Mi 28. November 2018   C.   22° – 25° – 22°   bedeckt, vormittags gewittrig

     „Aller Anfang ist schwer“

Es gibt noch einige solch tolle Sprüche. Was hat das jetzt mit mir zu tun? Wenn man dazu bereit ist, seinen Lebensmittelpunkt in ein komplett anderes Umfeld zu verlegen, dann muss man auch damit rechnen, dass nicht immer alles auf Anhieb rund läuft.

Das geringste ist noch das Klima. Ich habe mich schnell daran gewöhnt, die ganze Zeit in leichtem bis sehr leichtem Tenue zu sein. Trotzdem bin ich froh, auch einige Herbst- und Frühlingsklamotten eingepackt habe. Ich bin mitten im Winter (Juli) angekommen und habe ein paar frische Tage (10 – <20° Max. Temperatur) erleben dürfen.

Mit den Menschen habe ich bisher nur gute Erfahrungen gemacht. Wobei zu sagen ist, dass ich noch niemanden kennengelernt habe den ich als ‚Freund oder Freundin’ bezeichnen würde. Wenn man Interesse zeigt, dann wird man schnell zum ‚Familienmitglied‘. Man teilt sich bald einmal Essen, Trinken und Unterkunft. Auch wenn ich wahrscheinlich nie zufrieden mit meinem Spanisch sein werde, so versuche ich es doch häufig anzuwenden. Der ‚noch’ zu geringe Wortschatz hat schon zu einigen Lachern geführt.
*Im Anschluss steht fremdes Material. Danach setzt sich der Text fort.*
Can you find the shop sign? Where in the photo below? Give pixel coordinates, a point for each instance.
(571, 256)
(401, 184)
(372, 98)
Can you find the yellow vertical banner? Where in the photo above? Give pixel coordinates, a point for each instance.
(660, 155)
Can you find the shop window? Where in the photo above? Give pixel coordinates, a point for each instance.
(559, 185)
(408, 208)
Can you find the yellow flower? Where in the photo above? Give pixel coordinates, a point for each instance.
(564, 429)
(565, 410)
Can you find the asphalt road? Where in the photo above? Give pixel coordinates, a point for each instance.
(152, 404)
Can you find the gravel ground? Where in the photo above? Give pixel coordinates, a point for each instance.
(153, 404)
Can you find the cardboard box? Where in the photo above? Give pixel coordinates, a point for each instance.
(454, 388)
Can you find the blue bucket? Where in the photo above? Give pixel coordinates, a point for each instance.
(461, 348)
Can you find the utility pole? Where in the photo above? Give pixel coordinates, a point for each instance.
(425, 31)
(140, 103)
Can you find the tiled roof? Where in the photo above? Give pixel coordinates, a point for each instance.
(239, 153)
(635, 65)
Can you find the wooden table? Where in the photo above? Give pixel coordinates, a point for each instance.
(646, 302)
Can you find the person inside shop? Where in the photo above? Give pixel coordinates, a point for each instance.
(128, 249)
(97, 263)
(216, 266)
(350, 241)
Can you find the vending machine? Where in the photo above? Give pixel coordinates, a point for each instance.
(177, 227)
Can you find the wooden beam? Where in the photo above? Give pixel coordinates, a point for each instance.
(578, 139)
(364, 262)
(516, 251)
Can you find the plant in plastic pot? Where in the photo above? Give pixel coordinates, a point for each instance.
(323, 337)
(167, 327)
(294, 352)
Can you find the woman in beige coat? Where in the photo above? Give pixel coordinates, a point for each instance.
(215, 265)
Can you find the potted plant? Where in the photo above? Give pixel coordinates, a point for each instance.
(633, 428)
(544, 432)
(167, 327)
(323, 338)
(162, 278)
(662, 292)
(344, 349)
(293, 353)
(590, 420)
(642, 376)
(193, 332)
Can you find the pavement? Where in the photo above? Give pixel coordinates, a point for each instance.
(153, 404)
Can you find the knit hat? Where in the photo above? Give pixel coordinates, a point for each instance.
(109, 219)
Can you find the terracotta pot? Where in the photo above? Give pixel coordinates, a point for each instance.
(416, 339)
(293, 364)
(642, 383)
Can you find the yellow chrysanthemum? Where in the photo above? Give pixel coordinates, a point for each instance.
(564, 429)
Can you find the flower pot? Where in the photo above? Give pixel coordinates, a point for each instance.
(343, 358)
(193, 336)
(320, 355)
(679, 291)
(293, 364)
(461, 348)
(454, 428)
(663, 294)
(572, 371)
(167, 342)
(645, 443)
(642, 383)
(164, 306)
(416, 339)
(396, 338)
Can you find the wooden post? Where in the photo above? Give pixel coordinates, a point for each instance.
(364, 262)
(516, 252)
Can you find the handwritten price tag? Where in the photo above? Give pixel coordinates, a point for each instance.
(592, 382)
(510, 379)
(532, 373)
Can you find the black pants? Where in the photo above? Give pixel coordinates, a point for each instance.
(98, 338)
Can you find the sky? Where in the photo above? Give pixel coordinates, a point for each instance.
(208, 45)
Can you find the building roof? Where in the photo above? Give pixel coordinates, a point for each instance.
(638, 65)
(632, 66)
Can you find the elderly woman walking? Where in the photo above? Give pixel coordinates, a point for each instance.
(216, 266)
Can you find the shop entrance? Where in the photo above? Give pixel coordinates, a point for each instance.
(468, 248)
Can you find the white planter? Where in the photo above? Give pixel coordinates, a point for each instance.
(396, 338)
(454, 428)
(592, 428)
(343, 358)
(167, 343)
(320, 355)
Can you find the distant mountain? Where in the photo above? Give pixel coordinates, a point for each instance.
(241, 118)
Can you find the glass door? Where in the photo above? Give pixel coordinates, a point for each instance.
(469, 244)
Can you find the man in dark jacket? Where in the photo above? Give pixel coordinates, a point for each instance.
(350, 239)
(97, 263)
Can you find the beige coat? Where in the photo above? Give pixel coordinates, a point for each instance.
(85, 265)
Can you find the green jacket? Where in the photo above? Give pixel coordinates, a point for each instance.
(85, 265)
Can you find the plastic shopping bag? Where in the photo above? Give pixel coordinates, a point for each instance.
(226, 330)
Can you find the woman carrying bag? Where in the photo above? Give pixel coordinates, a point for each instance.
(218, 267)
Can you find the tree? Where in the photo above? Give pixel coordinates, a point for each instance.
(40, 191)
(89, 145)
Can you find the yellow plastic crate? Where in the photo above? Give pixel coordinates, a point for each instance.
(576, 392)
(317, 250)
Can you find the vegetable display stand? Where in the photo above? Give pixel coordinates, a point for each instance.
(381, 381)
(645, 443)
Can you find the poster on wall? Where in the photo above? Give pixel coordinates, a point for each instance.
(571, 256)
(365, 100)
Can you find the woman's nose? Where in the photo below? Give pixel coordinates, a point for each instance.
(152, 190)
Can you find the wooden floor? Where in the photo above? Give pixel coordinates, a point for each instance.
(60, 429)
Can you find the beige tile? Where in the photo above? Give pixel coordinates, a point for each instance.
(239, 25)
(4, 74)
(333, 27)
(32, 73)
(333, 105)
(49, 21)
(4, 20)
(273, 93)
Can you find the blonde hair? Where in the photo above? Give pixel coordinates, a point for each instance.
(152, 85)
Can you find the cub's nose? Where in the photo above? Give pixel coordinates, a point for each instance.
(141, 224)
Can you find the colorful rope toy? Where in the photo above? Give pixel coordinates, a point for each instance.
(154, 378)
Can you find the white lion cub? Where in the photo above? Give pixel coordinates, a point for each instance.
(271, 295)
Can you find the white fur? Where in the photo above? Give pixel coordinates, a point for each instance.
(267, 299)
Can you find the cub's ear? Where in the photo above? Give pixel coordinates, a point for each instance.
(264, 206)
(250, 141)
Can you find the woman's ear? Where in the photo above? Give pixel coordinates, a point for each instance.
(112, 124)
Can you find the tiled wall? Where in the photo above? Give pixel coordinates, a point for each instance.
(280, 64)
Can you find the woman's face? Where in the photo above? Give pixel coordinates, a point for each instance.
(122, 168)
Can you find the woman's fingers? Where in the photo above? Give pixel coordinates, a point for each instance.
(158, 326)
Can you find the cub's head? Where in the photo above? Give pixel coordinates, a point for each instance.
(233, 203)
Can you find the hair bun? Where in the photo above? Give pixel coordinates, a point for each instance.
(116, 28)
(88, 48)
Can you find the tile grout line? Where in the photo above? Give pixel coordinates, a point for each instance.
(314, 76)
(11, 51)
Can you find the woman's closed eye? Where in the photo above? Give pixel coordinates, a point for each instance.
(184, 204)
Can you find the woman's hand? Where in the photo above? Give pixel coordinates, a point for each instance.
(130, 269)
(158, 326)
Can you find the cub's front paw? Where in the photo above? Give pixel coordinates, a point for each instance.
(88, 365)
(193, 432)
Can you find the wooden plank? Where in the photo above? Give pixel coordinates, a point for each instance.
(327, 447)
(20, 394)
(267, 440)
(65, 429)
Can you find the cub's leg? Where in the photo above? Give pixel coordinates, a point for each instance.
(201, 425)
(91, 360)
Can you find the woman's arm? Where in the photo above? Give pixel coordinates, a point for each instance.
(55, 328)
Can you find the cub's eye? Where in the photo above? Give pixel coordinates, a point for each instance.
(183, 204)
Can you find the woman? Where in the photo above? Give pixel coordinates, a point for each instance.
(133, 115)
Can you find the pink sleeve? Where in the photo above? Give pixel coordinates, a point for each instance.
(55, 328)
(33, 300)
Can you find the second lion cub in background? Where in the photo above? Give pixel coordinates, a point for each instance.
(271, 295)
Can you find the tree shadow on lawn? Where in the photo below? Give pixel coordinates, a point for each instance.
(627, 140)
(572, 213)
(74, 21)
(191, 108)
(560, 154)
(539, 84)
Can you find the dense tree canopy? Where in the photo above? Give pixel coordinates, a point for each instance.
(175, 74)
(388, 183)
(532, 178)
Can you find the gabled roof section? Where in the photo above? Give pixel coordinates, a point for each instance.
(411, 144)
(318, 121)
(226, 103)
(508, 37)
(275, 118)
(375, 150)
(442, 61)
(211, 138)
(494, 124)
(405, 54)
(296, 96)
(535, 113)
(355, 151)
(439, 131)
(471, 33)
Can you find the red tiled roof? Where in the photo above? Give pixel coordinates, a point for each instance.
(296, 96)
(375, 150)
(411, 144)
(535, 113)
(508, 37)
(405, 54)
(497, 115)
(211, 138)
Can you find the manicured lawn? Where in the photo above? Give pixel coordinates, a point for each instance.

Am meisten Mühe bereitet mir noch die Wohnsituation. Einmal gebaut, heisst halt nicht, dass etwas ewig so ist. Der Unterhalt wird meines Erachtens meist vernachlässigt. Letzhin habe ich meine jetzige Vermieterin gefragt, ob sie schon einmal etwas von Sysyphus gehört habe. (Das ist derjenige, der einen Fels auf den Berg bewegen soll. Kurz vor dem Gipfel rollt der Fels wieder ins Tal und das ‚Spiel’ beginnt von Neuem.)

Erwähnt habe ich das, weil die hiesigen Standardfenster, getönte Einfach-Schiebefenster sind. Und wenn es an die Scheibe regnet, dann drückt das Wasser halt einfach durch den Rahmen ins Haus hinein und fliesst auf den Fussboden. (Hier hat es häufig Gewitter, begleitet mit manchmal stärkerem Wind.)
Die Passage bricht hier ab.